Ci sono giorni che hanno un sapore speciale, che si ricordano anche a decenni di distanza per un motivo o per l’altro. Il 15 ottobre per i tifosi del Torino è uno di questi giorni. Il sapore è amaro, un rimpianto che non si è mai estinto. Il 15 ottobre per i tifosi del Torino e anche per tutti quelli che dicono di amare il calcio ha un nome: Luigi Meroni.

Professione ala destra - Luigi era solo all’anagrafe, per tutti era Gigi, per i tifosi del Toro, ‘calimero’, al massimo ‘farfallino’, per qualcuno ‘il George Best italiano’, ‘il beat’, ‘il quinto Beatles’. Volava sulla destra, un dribbling dietro l’altro, una magia continua, scatti e progressioni e quel tocco di palla al velluto che contraddistingue il campione dal buon giocatore. La maglia era quella granata, il numero il 7, i paragoni, per ruolo e classe, quelli con George Best.  Con il nordirlandese, l’ala comasca, condivideva anche quell’anticonformismo, quella voglia di stupire, quell’anticipare i tempi che divennero parte della loro icona. Cappelloni entrambi, calzini abbassati alla Sivori, amanti del colpo ad effetto, della giocata. Pennellate che però non si limitavano al campo quelle di Gigi, ma che riproponeva anche a casa, nella sua mansarda di Piazza Vittorio, dove portava avanti la sua grande passione: la pittura.

Addio Gigì – A fermare Gigi fu una Fiat 124 coupé. Quel 15 ottobre 1967 era domenica, il Torino aveva appena vinto 4-2 contro la Samp, Fabrizio Poletti, suo grande amico e compagno di squadra lo convince a scendere al loro bar per una birra e per una chiamata a casa. Meroni scende, i due attraversano metà carreggiata, si fermano al centro, una macchina li sfiora a grande velocità, la schivano, loro fanno un passo indietro. L’ala viene investita, viene sbalzato in aria e poi travolto da una Lancia Appia. Il difensore viene solo colpito lievemente. Alla guida c’era un diciannovenne neopatentato, c’era Attilio Romero, tifoso granata, futuro presidente del Torino. Gigi muore poche ore dopo. Torino si stringe attorno alla squadra, ventimila persone lo salutano per l’ultima volta a pochi giorni dal derby. La domenica successiva i granata scendono in campo con la rabbia e la morte nel cuore rifilano un 4-0 alla Vecchi Signora in un Comunale in religioso silenzio.

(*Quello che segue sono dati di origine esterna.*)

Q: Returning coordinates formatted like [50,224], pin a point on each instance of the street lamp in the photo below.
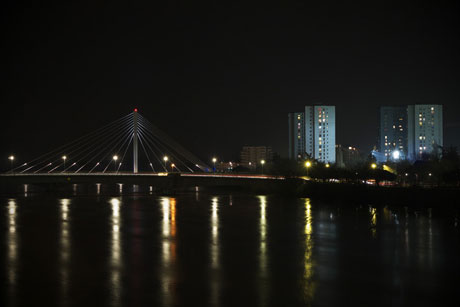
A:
[165,158]
[115,158]
[11,158]
[307,165]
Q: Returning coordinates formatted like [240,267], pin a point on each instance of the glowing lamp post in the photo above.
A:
[11,158]
[115,158]
[307,165]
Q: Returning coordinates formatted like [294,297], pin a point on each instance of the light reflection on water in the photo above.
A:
[116,261]
[309,287]
[285,248]
[12,246]
[214,250]
[168,251]
[65,250]
[264,285]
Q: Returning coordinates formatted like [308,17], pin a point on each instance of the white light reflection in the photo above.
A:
[12,245]
[168,209]
[116,253]
[309,289]
[64,245]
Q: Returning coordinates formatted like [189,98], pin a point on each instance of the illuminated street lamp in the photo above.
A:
[307,165]
[165,158]
[64,158]
[115,158]
[11,158]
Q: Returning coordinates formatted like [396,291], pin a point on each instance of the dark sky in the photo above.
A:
[216,77]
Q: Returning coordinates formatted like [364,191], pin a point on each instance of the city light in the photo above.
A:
[307,165]
[11,158]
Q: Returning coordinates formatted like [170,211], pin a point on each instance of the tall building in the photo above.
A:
[312,133]
[296,135]
[251,156]
[393,132]
[425,130]
[320,133]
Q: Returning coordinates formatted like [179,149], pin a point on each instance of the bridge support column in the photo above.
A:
[135,152]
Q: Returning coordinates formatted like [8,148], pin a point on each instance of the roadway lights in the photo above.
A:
[115,158]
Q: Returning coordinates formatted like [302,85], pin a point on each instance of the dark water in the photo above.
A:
[201,249]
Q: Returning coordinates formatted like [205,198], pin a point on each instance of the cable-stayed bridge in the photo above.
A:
[117,147]
[128,150]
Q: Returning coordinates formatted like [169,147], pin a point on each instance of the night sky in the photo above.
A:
[217,77]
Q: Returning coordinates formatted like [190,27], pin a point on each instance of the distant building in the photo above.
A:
[312,133]
[253,155]
[425,130]
[296,135]
[320,133]
[347,156]
[393,132]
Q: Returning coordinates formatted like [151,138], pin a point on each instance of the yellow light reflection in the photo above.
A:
[116,253]
[214,233]
[263,287]
[168,227]
[310,286]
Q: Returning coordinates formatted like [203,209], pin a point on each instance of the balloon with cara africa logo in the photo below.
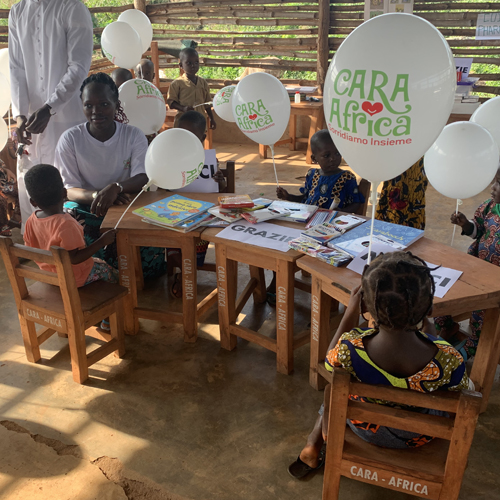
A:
[261,108]
[388,94]
[141,23]
[143,104]
[488,116]
[174,159]
[121,44]
[462,161]
[223,101]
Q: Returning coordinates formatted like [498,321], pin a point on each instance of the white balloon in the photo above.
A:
[4,134]
[141,23]
[389,92]
[143,104]
[488,116]
[4,63]
[121,44]
[261,108]
[174,159]
[223,103]
[4,94]
[462,161]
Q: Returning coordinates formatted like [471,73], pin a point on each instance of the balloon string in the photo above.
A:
[274,165]
[202,104]
[374,206]
[454,225]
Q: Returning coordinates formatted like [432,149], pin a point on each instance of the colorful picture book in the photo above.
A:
[331,256]
[237,201]
[357,239]
[321,216]
[299,212]
[173,210]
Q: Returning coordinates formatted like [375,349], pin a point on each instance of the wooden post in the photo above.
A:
[323,48]
[140,5]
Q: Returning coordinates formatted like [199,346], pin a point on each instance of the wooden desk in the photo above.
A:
[477,288]
[228,254]
[307,108]
[132,232]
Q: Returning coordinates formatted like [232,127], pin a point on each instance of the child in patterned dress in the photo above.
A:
[484,229]
[329,186]
[397,289]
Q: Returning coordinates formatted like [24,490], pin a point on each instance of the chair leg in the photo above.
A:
[78,352]
[116,326]
[30,340]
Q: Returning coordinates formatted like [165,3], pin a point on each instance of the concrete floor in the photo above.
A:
[187,421]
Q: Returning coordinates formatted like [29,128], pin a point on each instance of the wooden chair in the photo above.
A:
[433,471]
[56,303]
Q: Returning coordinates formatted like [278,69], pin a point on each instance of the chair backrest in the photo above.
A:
[229,174]
[364,189]
[63,278]
[457,430]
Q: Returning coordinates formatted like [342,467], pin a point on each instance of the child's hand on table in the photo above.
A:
[459,219]
[282,194]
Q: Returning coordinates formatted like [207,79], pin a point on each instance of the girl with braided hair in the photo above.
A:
[397,290]
[101,162]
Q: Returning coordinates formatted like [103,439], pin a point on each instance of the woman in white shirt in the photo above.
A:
[101,161]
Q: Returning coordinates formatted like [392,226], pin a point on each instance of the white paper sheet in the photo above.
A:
[444,277]
[262,235]
[204,183]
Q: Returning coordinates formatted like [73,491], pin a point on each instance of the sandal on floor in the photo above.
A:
[105,325]
[300,469]
[176,288]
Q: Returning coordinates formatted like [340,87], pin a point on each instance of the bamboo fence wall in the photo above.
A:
[298,37]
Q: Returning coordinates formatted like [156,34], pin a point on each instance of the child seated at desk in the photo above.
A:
[190,90]
[52,226]
[195,123]
[329,186]
[484,229]
[397,289]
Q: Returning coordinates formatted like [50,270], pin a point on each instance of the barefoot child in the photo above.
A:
[484,229]
[51,226]
[397,290]
[328,186]
[189,90]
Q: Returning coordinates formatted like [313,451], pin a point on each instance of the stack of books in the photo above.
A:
[337,242]
[177,213]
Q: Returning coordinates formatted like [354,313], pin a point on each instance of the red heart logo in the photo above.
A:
[372,109]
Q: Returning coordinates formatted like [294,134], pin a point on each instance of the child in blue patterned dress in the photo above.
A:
[329,186]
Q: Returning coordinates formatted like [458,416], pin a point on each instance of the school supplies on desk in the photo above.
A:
[332,256]
[173,210]
[299,212]
[237,201]
[264,214]
[321,216]
[357,239]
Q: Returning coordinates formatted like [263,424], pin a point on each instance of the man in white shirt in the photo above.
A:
[50,51]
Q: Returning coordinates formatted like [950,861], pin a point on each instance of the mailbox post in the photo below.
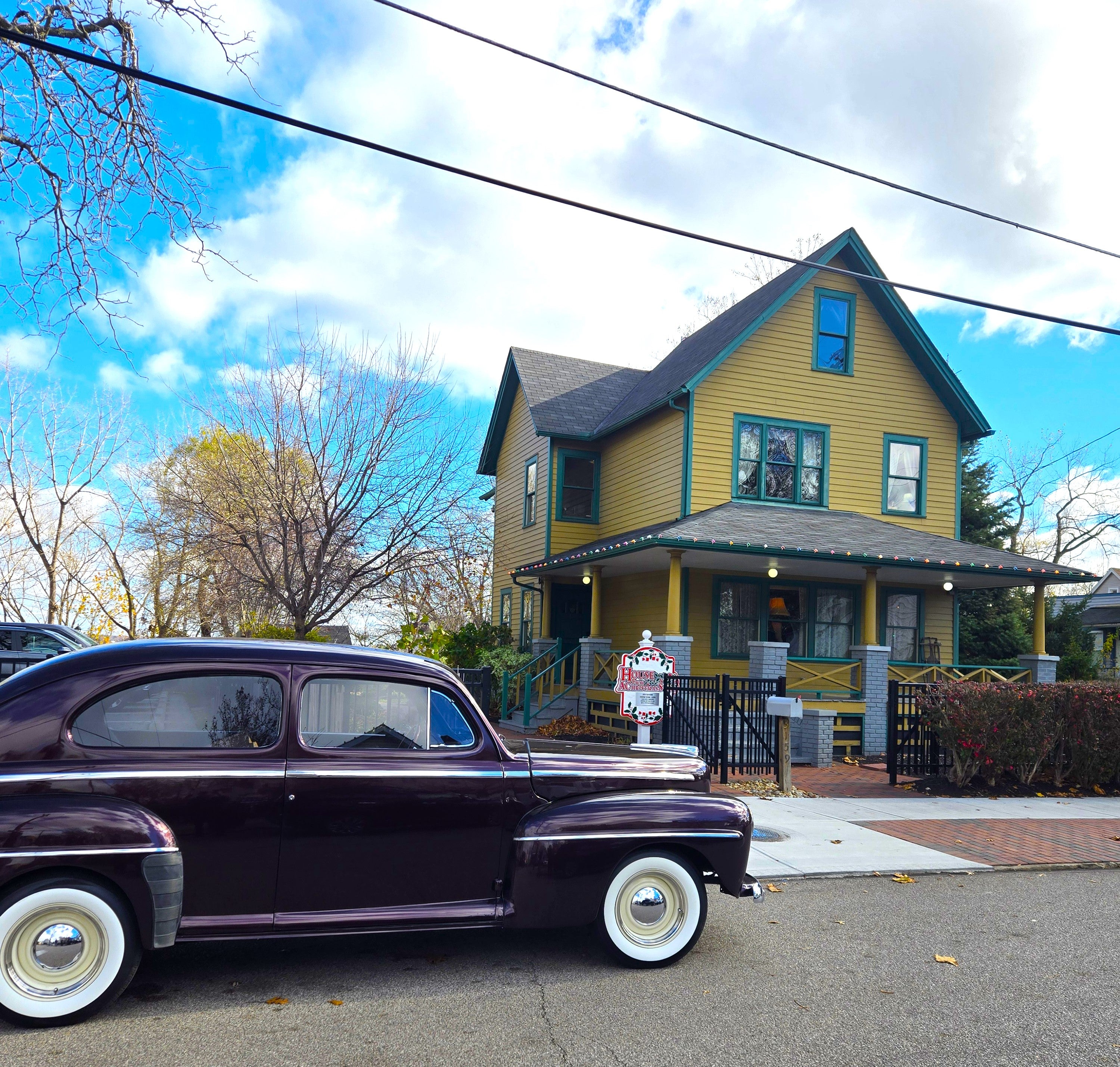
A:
[783,709]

Un campione indimenticato – “Meroni è stato la luce, la luce dopo Superga, la cosa più bella che abbia mai visto in uno stadio” scrisse Pasolini in un suo articolo pubblicato sul Corriere della Sera. E ancora oggi il tifo granata lo commemora, ne preserva la memoria, perché “quello scricciolo d’uomo che correva e dribblava e faceva innamorare sulla destra è parte integrante dell’amore per il Torino, ne è vanto e dolore, ne è immagine e tragedia, pezzo di storia e esemplificazione di cosa è il colore granata per il mondo del calcio”. O così almeno recitava una lettera di un tifoso del Toro adirato per la decisione della società di non commemorare l’anniversario della morte del giocatore qualche anno fa.